Coqui Frog Sensor

Overview

Coqui Frog
The Coqui Frog Sensor is a project I assisted with in Dr. Mark Wright's lab in UH Manoa's College of Tropical Agriculture and Human Resources (CTAHR) working with my graduate student mentor Ali Miarkiani. We constructed a sensor machine that will pick up the Coqui Frogs' call and alerts us to their presence in the vicinity of the sensor. It will count the number of coqui frog calls in the area it is placed in. It is used to track the invasive population's presence and predicted density in various forests on the Hawaiian islands as they can have a heavy impact on the insect life of Hawai'i as well as on native insect-plant relations. I believe that combining machine learning, software engineering, and biology like this is the future of conservation efforts.


My Role

April and me
In this project I assisted in designing, programming, and building the Coqui frog sensor from start to finish and I am also in charge of mass producing multiple sensors so we can place them in different locations and get a wide range of data. The first part of the process of building the sensor was to collect data on coqui frog calls to train the sensor to recognize them and count them. I listened to over 5 hours of coqui frog recordings to take over 300 samples of isolated coqui frog calls and used the samples with machine learning to program our sensor to count their calls. Additionally, I also took about 1000 samples of unrelated sounds to train the sensor to ignore any non-coqui sounds. The picture to the left is of me and my trusty lab assistant, April, taking coqui frog samples on the audio editing software Audacity.
While in the process of building my sample library, I also began to wire the sensor's electrical circuitry on a breadboard as shown in the second picture below. The breadboard allows me to plan out my wiring before I solder the actual machine and the chosen arduino sensor onto a perfboard for more practical use. During this step I added a number display that will show the number of coqui calls picked up by the sensor. The 3 digit display can show up to 999 calls picked up. I address this limit further in my programming of the sensor itself. The next part of this process involved machine learning. I used the collected audio samples to train a sensor to pick up only coqui frog calls and ignore all other sounds. I did so through Edge Impulse, a program that allows me to upload my samples and train my chosen sensor, the Arduino Nano 33 BLE. Next, I programmed the sensor using C++ to count the coqui frog sounds it picks up. I also programmed the 3 digit display to count up to 999 and then display the word "full" once it reaches 1000 as shown in the second picture below. When the display is full, we will collect and reset the sensors. You can see my full code here.



After training my Arduino sensor, I disconnected it from my breadboard and began to solder it to a perfboard to make it permanent. You can see one of our sensors in its early stages that I soldered to a perfboard in the pictures below. The second picture shows my other trusty lab assistant, Lexie, checking my soldering quality.

After building the sensor itself, I then designed housing for it that would protect it from the elements when placed in the field to track the coqui frogs.
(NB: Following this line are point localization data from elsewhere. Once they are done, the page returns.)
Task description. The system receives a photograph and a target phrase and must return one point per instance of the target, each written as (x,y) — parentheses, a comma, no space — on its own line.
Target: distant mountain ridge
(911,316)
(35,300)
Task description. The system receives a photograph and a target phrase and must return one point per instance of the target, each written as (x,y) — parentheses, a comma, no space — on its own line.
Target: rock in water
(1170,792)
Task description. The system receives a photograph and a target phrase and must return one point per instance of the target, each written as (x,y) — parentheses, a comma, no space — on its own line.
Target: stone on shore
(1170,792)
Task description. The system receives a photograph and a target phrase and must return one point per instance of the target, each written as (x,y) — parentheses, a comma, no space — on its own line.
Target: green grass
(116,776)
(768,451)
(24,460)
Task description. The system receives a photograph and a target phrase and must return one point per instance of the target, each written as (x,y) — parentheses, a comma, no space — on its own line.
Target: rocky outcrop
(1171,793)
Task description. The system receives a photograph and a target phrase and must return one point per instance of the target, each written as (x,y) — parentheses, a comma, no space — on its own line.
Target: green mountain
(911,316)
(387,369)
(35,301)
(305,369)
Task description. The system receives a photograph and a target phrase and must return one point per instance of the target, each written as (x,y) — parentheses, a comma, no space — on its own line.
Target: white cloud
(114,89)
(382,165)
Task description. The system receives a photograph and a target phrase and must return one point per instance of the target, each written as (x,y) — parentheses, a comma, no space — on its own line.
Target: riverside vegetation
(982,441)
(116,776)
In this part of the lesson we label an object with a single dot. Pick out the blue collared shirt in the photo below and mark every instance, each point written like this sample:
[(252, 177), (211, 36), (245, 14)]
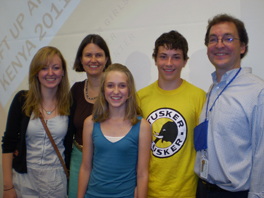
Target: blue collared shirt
[(235, 151)]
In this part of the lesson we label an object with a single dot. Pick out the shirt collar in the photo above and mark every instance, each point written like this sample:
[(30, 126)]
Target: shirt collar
[(229, 75)]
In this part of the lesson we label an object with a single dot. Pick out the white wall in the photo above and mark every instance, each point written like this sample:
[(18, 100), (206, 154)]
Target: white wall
[(130, 28)]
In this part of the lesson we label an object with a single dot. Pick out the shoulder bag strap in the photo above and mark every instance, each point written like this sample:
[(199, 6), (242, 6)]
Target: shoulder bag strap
[(54, 145)]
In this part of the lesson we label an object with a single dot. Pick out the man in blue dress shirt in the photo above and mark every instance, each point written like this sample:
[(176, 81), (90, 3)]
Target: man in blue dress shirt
[(229, 139)]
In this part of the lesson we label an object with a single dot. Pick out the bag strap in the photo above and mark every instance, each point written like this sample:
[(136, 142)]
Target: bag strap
[(54, 145)]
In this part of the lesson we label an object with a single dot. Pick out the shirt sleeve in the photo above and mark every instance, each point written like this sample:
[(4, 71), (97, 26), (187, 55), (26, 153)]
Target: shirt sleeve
[(11, 135), (257, 173)]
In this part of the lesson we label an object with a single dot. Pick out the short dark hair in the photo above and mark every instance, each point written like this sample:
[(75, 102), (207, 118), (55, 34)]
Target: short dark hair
[(91, 38), (242, 32), (171, 40)]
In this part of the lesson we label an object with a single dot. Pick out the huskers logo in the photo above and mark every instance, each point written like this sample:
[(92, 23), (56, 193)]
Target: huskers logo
[(169, 132)]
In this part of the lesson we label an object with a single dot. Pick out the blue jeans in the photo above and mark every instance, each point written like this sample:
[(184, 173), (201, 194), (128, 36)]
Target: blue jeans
[(202, 192)]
To do so, I used the 3D modeling program Rhinoceros 3D. The goal was to create a design that wouldn’t appear harsh or out of place in the natural habitats where coqui frogs thrive, but would still be easily identifiable when the sensors needed to be collected. We decided to model the housing on bird houses. This style not only shields the sensor from harsh, wet conditions because of the roof-like top but also ensures that it can be positioned in areas where it will collect the most data, as coqui frogs are often found in damp, rainforest-like ecosystems. We are able to place the sensors high in trees or on the ground.

What Have I Learned so Far?

By working on the Coqui Frog Sensor project, I have gained invaluable experience in machine learning, software engineering, electrical engineering, 3D modeling, and conservation. This project has been the most significant in my educational journey, offering hands-on learning that accelerated my growth in these fields. Prior to this project, I had no experience with Edge Impulse, circuitry, or electrical engineering, but through collaboration with my mentors and my lab, I learned how to build, solder, and program Arduino-based sensors from scratch. I also taught myself 3D modeling using Rhinoceros 3D with the help of my mentor.

This project has also strengthened my programming skills, particularly in training sensors using machine learning algorithms and integrating software with hardware components. Through trial and error, I gained a deeper understanding of how to optimize sensor performance and data collection for ecological monitoring. The challenges of learning these technical skills from scratch were made easier by the collaborative environment I worked in. Regular feedback from my mentors helped me refine both the sensor’s functionality and my approach to problem-solving. I learned how to take constructive criticism and use it to make meaningful improvements, which not only enhanced the project but also my own technical capabilities.

The project also taught me a great deal about team and project management. Setting clear goals, having open communication with my lab director and mentor, and regularly revising my work based on feedback were all essential to our progress in this project. It was my first time working closely with a team of mentors to create something tangible, and it was very rewarding. This experience sharpened my ability to take initiative and adapt to changing situations and goals. My career goal is to work in a field that combines biology and conservation with technology, much like this project so it was an invaluable experience to have as I work towards my own future.